"qualia" glass.

"qualia" glass.

「9年目かな。場所はどこでもよかったんだけれど、美濃加茂にはちょうど実家の土地があって、それでここに工房を作りました。私の場合、ガラスという素材を使って何かを表現したいとかではなくて、なんていう事のない単純なコップでも、何かちょっとしたところ、これの、ここの感じが”なんか良いよね”というものが作れたら良いなと思って。それに当てはまる言葉を探してたら、茂木健一さんの本やったかな、で『クオリア(感覚質)』っていうのを見つけて。それで”qualia-glassworks”という名前にしました。同じようなものがたくさんある中で、ちゃんと言葉では表現できないんだけれど、何かぐっとくる感じっていう。わかりやすく良いもの、というよりはそういうものが作れたら良いなと思っています。」

ここ数年の間、林亜希子は毎年、年のはじめにGALLERY crossingで新作を発表する個展を開催している。中でも今年は、独立以来ずっと作り続けてきた定番のガラス照明を全面的に見直し、新たに発表するための準備を進めてきた。 「最近は改めて、ガラスの照明が好きだなと感じています。実は去年の展示が終わってから、何度も部品の試作を作ってもらっては修正したりして、それに合わせてガラスの形状も何度も作り直しています。極端には変わらないけど、それこそ本当に“クオリア”と言う点ではこの変化は重要かなと思います。実際、細かいところは、前よりももっと良くなってると思う。もちろん9年前より技術も上がっているから、仕上げの加工の仕方も前より時間と手間をかけたりしています。今までは”商品”を作るという感覚が強かったけど、最近は”作品”っていう感覚が強くなっていますね。情熱の方向性が変わったというか、大事だと思うポイントが変わってきた感じがしています。全体のサイズが揃っているということよりも、一個一個の形の綺麗さやバランスにこだわることとか。作家として、作っているものを一つの作品として仕上げていくことが楽しくなってきました」。

作品のラインアップが独立当初からあまり変化がないように思うのだけれど。とたずねると、たくさんの種類を作るよりも、良いと思うものができたら、それをどんどん作り重ねていくのが自分のやり方だと言う。同じ作業を重ねる中で、ここをほんの少し薄くするとか、広くするとか、もっとシャープにするともっと良くなる、そういうことを繰り返す方が、種類を増やすことよりも大事だと考えている、と。

その仕事について聞いていると、この、非常に地味なものづくりの姿勢こそが、林亜希子の作るものに宿る“クオリア”の核であることに気づいた。色や形を大きく変化させるのではなく、毎日制作を重ねる中で加えられる微々たる変更点の重なりが、作品をパッと見たときの印象の明らかな違いにつながっている。

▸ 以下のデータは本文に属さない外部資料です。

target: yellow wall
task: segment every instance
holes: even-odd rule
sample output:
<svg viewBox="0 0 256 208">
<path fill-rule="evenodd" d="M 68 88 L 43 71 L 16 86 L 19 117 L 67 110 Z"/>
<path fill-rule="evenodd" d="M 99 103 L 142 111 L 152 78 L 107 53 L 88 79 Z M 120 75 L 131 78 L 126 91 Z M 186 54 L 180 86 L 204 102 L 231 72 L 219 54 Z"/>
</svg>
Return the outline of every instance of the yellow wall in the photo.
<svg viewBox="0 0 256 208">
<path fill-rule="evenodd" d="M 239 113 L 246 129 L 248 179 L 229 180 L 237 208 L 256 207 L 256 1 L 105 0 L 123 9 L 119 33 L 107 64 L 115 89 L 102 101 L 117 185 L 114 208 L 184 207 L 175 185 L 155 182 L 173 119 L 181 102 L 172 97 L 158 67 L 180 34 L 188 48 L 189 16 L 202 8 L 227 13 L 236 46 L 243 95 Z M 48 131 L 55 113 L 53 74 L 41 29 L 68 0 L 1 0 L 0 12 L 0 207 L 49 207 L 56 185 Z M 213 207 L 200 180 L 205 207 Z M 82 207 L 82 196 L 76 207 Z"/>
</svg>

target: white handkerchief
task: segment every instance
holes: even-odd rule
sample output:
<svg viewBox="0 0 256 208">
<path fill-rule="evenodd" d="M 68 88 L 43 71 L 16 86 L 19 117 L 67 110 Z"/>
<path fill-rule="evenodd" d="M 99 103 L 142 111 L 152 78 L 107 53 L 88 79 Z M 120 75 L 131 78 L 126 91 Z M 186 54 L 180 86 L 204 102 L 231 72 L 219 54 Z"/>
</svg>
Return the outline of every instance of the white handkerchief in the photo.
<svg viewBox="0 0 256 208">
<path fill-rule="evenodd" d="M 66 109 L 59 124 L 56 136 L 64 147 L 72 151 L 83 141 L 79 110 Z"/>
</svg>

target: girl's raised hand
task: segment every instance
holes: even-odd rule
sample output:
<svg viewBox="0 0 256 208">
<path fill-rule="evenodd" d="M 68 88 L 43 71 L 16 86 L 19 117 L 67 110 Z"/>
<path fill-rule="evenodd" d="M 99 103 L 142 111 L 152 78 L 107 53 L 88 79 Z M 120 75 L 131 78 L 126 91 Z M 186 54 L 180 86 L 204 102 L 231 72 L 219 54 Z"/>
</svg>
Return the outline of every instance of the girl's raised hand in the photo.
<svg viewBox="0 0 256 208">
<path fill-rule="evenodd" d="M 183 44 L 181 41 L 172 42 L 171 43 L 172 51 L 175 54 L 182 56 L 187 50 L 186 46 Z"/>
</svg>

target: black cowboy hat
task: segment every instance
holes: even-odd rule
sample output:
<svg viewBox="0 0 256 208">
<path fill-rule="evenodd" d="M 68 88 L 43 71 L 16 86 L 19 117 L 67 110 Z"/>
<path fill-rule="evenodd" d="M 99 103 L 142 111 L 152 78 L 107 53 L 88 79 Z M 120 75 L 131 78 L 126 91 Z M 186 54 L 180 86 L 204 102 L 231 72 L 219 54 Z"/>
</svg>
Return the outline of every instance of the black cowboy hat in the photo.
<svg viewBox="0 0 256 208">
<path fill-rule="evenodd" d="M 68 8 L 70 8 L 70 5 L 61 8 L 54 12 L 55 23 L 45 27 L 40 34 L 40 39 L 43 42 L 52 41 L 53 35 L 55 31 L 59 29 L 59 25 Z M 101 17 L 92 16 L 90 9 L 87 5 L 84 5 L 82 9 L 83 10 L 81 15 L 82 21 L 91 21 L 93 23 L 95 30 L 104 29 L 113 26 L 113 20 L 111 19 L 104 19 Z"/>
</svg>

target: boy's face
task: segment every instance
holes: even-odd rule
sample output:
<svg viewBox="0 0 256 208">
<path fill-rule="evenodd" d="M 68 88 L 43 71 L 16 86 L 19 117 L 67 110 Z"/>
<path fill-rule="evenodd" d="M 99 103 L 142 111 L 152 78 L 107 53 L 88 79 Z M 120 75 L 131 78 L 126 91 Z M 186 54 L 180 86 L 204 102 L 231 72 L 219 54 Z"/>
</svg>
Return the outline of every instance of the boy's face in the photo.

工房には自作の道具や作業台が並んでいて、どれもこざっぱりと無骨な感じのものばかりだ。アメリカ製の大きなガラスの窯、様々な形をした鉄製の道具類、床を這うオレンジ色のコード、業務用の扇風機。工房を我が物顔で歩きまわるのは最近家族に加わった猫のミーコだ。まだ若い猫らしく、あっちへこっちへと、興味の向くままうろうろしている。実際に、制作の様子を見せてもらう。高温の炉で溶かされたガラスを竿に巻きつけ、息を吹き込み、成形する。柔らかい素材がみるみる形を変え、全身を使いリズミカルに作られていく工程は見ていて飽きない。

“qualia-glassworks”の工房では、林亜希子がひとりでデザインから制作までの全ての工程を行なっている。作品は一見プロダクトの様な均一さを持ちながら、手吹きガラス特有の柔らかな質感や、光の揺らぎ、不均等な美しさに魅力がある。一杯の水を飲むとき、その瞬間にさりげなく美しさという価値を添えてくれるグラス。それは決して大きな声では主張しないけれど、暮らしを心地よく整える。

工房を後にして、私はまだ「クオリア」を構成するものへの明確な答えを得ていなかった。おそらくそれは、ひとつのものではないのだろう。傍目に見ると、ここ数年で、彼女の作品は、柔らかさの裏側に強さを纏うようになったように思うが、それは言葉にはうまくできない“なんか良い感じ”に、“なんか”ではない確かな裏付けが現れてきたからなのではと考えている。「クオリア」を構成するものへの答え、それは彼女の白いジムニーであり、業務用の扇風機であり、最近新しく家族になった猫のミーコ、彼女が選ぶ全てのものの集合体、日々無意識に繰り返す呼吸のようなものなのだろう。